The magazine was founded in 1973 by John B. Turner, who was to become an influential lecturer in photography at Elam School of Fine Arts. An historic daguerreotype, from the very beginning of photography, that he used in his lectures is the starting point of the show.
As well as publishing art photography, the magazine had articles on prominent overseas photographers. The show has two images made in the 1930s by the famous Edward Weston: a convoluted capsicum and a nude given exactly the same treatment in composition and light and looking remarkably similar.
The publication also included articles on early photography in New Zealand as well as 20th century work so the show has images from the Burton Brothers. Once commercial cameramen, their photos have now become invaluable archival documentary.

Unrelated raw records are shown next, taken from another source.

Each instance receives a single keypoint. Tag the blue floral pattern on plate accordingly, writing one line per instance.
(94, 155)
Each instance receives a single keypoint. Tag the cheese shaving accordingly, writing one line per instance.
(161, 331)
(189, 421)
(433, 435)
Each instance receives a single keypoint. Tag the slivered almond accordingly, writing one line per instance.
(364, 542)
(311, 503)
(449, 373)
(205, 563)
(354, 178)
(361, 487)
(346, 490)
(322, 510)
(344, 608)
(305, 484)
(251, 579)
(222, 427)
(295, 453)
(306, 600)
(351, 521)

Throughout much of last century there was a big gap between newspaper photography and the work of those who were thought of as serious camera artists. This gap has largely disappeared as each learned from the other with magazine fashion photography leading the way.
The PhotoForum show reflects the social conscience of non-professionals. They were interested in the simplicities of the lives of ordinary New Zealanders and in particular the counterculture. Glenn Jowitt, who is still actively working, is included, with Devil and Baldie, two hoodlums in a field with their big car. Only one politician appears, Robert Muldoon, who is caught in furtive moment.

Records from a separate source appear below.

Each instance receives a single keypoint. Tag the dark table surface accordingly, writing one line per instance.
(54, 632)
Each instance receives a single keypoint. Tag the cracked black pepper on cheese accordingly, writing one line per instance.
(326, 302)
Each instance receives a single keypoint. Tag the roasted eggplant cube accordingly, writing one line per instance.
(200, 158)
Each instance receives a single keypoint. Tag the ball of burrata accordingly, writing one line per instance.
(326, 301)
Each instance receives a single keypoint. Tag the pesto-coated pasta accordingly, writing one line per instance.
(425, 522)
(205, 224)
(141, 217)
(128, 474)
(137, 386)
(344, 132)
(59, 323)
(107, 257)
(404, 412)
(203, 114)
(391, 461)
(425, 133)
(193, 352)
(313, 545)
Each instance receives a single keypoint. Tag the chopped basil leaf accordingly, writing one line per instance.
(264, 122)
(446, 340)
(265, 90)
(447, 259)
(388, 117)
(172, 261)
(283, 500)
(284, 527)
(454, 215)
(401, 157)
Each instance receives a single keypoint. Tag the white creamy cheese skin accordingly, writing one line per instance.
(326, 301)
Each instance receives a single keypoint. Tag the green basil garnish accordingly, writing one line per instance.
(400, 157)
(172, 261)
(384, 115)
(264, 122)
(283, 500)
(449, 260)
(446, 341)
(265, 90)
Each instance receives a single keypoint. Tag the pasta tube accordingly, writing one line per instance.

As well as there is self-conscious "art" in the presence of delicately posed female nudes, which seem coy in today's world.
When you move into the foyer where more recent work is on show, two changes emerge: the quality of colour and the size of prints. Dominating the area are three large photographs of the same striking personality who morphs from woman to man simply by slight changes in clothing and the addition of a moustache.

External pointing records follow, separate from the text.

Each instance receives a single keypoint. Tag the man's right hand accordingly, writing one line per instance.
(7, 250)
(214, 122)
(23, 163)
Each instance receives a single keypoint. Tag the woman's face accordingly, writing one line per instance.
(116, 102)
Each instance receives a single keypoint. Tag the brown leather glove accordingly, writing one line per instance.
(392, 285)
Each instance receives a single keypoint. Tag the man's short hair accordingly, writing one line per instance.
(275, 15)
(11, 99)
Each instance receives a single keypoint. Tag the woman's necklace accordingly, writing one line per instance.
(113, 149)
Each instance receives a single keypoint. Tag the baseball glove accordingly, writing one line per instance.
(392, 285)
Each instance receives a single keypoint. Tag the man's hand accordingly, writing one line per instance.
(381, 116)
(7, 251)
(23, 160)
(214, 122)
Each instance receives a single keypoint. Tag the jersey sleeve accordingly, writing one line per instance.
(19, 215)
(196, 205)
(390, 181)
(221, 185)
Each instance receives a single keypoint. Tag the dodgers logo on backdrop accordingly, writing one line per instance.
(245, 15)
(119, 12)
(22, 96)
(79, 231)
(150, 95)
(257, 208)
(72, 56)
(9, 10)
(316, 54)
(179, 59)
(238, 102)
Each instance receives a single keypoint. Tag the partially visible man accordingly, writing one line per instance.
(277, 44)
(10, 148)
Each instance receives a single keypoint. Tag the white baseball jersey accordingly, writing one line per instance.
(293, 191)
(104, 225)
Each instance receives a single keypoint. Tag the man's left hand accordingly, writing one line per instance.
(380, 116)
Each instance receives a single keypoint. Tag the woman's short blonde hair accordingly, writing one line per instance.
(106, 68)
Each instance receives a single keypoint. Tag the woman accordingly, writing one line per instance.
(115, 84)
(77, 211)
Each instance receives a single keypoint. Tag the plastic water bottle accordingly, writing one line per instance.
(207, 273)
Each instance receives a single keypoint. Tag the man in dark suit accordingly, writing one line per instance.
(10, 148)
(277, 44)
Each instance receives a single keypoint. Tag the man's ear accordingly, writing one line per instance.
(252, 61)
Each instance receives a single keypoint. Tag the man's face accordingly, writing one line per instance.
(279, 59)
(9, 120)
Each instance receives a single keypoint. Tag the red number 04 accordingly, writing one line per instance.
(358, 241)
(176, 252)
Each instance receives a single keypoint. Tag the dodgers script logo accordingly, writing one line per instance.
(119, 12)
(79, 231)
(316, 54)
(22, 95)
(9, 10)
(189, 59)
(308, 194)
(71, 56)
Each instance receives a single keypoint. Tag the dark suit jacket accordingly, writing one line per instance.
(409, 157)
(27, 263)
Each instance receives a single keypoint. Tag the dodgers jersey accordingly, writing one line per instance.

The historic show at Gus Fisher is complemented by a typical modern photo-essay in colour and with video by Ane Tonga of the Polynesian convention called Grills for gold fillings in the teeth. Such adornment is an expression of identity for those living in New Zealand. The teeth are prominent but the personality of the owners is less emphasised.
Streets We have Known at the Anna Miles Gallery is also a thematic show. For one artist, who calls himself Photoman777777, the street is Karangahape Rd. He has taken 24 close-ups of the old, lined, weather-beaten and frequently tattooed faces of those whose home is the street.
Edith Amituanai has a smaller version of her sequence, At the End of My Driveway, of Polynesian secondary school students plodding stoically to and from school. There are books of photographs of personal experience by musician Luvien Rizos and by Solomon Mortimer, which help make the point that personal work often looks better in books than on the wall.
Veteran Allan McDonald brings his sharp eye and fine technique to two colour prints called Elvis Sighting. One has a shabby statue of Elvis tethered to a post in Dominion Rd and the other a moody precinct where Elvis might have been. It is a brief showcase of serious modern photography.
One exhibition explores the possibilities of a medium through the collaboration of a gifted sculptor and colour photography. Joe Sheehan has done inventive and appealing work in stone, particularly in green pounamu and other coloured jade.
For this show at the Tim Melville Gallery, he has cut small slices of cloudy jade from sources in this country, Australia and Russia. With the aid of Nigel Gardiner Photography he has projected strong light through the semi-transparent stone and photographed the resulting image.
The results are extraordinary, with tumultuous clouds of colour. Some appear to sweep across landscapes like the surface of the moon. Others swirl around dark caverns. Some take on the forms of dimly seen figures. Everything is in motion and all have the effect of complex abstract painting. The colours are green, orange, yellow and red as well as caverns of black. The variety of variations brought to the process of exploring a medium is remarkable.
At the galleries
What: PhotoForum: History in the Taking: 40 years
Where and when: Gus Fisher Gallery, 74 Shortland St, to June 28
TJ says: A copious exhibition that covers 40 years of the PhotoForum organisation and influential magazine.
What: Streets We Have Known - Five Photographers
Where and when: Anna Miles Gallery, 4J/47 High St, to June 28
TJ says: Five camera artists, all with different sensibility, capturing aspects and people of our low streets rather than our High Streets.
What: Screenshots by Joe Sheehan
Where and when: Tim Melville Gallery, 11 McColl St, Newmarket, to June 28
TJ says: Sculptor in stone, especially jade, who cuts his material into fine slices, and shines a powerful light through their transparency to make remarkable photographs.